Mucha culpa de esto la tiene Manolo Jiménez. El técnico sevillano ha sentado como la brisa. Un aire fresco que está recuperando la moral de aquellos futbolistas que la perdieron con Paco Jémez. Cercano, meticuloso y hablador, el exentrenador del AEK Atenas empieza a dejar su sello. Una marca de agua que, de momento, gusta y mucho a la plantilla. El preparador quiere un bloque férreo, donde la solidez y el equilibrio sean sus mejores armas. Y sabe que, para conseguirlo, necesita que todos sus pupilos estén como robles mentalmente, no solo en el aspecto físico.

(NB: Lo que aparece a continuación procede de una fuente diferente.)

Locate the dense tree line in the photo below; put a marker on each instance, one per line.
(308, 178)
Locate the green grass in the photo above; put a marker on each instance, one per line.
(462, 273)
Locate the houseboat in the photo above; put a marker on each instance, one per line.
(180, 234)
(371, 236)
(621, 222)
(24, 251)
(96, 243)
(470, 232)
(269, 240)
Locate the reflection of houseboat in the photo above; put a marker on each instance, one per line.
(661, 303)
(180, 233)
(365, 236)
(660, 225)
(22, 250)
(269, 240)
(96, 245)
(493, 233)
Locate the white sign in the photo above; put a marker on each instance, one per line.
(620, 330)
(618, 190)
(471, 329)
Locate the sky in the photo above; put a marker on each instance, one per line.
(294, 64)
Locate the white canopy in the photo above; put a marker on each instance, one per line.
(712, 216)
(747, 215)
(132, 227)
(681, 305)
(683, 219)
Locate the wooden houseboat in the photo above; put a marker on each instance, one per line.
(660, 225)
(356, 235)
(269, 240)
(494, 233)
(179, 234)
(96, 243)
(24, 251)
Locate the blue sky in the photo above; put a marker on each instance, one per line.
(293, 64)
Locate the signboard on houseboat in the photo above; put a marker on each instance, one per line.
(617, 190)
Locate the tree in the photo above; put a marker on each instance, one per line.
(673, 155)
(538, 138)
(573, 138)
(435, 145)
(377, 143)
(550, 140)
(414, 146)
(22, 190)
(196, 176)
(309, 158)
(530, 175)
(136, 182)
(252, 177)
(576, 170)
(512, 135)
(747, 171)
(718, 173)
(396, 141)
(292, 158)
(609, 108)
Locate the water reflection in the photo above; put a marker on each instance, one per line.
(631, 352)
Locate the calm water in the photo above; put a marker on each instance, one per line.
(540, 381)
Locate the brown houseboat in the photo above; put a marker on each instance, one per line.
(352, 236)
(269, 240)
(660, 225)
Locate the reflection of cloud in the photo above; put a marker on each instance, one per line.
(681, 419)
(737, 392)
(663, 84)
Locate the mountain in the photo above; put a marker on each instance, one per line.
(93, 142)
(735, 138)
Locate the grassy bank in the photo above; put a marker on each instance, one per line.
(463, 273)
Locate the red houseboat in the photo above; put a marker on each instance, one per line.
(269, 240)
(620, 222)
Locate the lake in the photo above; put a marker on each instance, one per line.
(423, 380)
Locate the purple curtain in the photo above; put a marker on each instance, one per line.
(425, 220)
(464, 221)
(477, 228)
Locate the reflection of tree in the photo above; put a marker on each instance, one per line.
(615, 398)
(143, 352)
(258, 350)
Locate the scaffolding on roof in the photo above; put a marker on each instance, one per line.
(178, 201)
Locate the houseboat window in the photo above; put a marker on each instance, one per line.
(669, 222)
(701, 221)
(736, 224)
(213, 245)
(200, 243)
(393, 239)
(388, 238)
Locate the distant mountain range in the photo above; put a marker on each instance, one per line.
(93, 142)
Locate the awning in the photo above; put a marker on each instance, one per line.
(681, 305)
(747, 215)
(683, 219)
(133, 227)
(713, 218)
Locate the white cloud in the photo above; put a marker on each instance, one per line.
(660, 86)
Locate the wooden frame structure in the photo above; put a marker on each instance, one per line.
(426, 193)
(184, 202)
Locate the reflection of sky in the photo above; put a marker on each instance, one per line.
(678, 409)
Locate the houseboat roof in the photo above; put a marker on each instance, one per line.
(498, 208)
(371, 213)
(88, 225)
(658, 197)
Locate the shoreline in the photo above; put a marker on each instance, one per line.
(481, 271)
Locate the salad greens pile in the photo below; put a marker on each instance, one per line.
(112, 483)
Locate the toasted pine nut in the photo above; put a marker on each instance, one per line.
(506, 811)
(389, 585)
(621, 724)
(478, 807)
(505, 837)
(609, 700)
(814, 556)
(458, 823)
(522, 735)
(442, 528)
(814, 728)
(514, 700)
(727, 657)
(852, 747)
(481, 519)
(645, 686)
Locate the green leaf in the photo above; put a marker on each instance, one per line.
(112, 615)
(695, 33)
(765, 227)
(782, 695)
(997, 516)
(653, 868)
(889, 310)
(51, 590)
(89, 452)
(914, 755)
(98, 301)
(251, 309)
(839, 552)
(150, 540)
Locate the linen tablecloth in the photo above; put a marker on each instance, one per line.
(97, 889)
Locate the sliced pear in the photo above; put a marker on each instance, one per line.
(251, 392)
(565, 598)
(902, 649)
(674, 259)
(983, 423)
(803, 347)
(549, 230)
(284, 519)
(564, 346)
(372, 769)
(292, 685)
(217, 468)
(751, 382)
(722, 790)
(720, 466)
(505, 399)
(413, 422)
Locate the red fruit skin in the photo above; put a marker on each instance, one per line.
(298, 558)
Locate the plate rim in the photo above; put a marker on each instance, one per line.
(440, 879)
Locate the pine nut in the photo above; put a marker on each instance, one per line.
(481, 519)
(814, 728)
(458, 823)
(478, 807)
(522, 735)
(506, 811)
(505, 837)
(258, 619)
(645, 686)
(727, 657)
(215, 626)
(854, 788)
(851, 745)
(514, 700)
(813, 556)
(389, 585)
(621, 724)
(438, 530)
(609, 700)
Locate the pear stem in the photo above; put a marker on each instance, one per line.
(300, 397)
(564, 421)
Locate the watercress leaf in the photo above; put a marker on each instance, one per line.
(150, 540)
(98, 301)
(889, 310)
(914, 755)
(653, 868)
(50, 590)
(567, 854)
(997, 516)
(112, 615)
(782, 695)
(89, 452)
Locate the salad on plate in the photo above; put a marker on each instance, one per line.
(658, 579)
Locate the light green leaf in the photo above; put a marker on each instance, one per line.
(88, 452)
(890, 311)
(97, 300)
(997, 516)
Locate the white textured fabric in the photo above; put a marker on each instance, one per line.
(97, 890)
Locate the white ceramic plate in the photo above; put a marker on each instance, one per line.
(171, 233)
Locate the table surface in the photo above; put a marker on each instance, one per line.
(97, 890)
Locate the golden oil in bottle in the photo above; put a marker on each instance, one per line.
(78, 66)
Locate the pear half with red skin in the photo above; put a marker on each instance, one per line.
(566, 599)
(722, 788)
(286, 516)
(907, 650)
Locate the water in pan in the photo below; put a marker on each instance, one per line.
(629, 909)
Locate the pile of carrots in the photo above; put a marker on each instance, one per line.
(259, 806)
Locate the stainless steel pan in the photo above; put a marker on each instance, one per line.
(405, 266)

Los fichajes ya están totalmente adaptados

Los nuevos fichajes, ya totalmente adaptados al grupo, van justificando poco a poco la apuesta del club. El esfuerzo desde la secretaría técnica para armar un conjunto repleto de experiencia se ha visto reflejado durante toda la semana en el stage. Como ya adelantó Martín Mantovani en una entrevista concedida a este periódico, «las ganas que hay de trabajar son inmensas». El central argentino, que llegó a Gran Canaria procedente del Leganés, donde fue capitán y cosechó dos ascensos, es el claro ejemplo de lo que busca esta nueva UD. Las Palmas quiere guerreros que vengan a comerse el mundo, y si puede ser con veteranía, mejor. Además todos y cada uno de los recién llegados se han esforzado en adaptarse al equipo. Y si no que se lo digan a Fidel Chaves. El extremo andaluz, siempre con una sonrisa y haciendo bromas, ha sido una de las notas más positivas de la primera concentración amarilla. La segunda tendrá lugar la semana que viene, cuando el representativo ponga rumbo a Inglaterra para medirse al Birmingham City y al Leeds United.

La cantera pisa fuerte

Lo mismo pasa con los canteranos. Los jugadores de Las Palmas Atlético demostraron a Manolo Jiménez que puede contar con ellos cuando lo estime oportuno. En el filial amarillo hay talento y los pupilos de Juan Manuel Rodríguez se lo dejaron claro al preparador. Desde Josep hasta Edu Espiau.

Así pues, tener un bloque unido, donde prime el buen rollo, el compañerismo y donde todos caminen hacia el mismo lugar, se ha convertido en uno de los grandes objetivos del cuerpo técnico. De momento todo va como la seda. Entre carrera y carrera, una sonrisa y alguna que otra broma.

Sistema de juego definido

Con respecto a Manolo Jiménez, el técnico ya ha mostrado sus cartas. Salvo sorpresa, en la Unión Deportiva también empleará un 4-4-2. Un esquema donde la solidez defensiva tiene prioridad. Laterales de largo recorrido, extremos abiertos y dos delanteros. Esta semana contra el Tenerife, en el derbi veraniego de la Copa Mahou, se podrán ver cosas mayores. De momento el proyecto amarillo ilusiona a aficionados y da envidia a rivales. Hay mimbres para hacer una gran temporada. Ahora solo falta que la teoría se lleve a la práctica.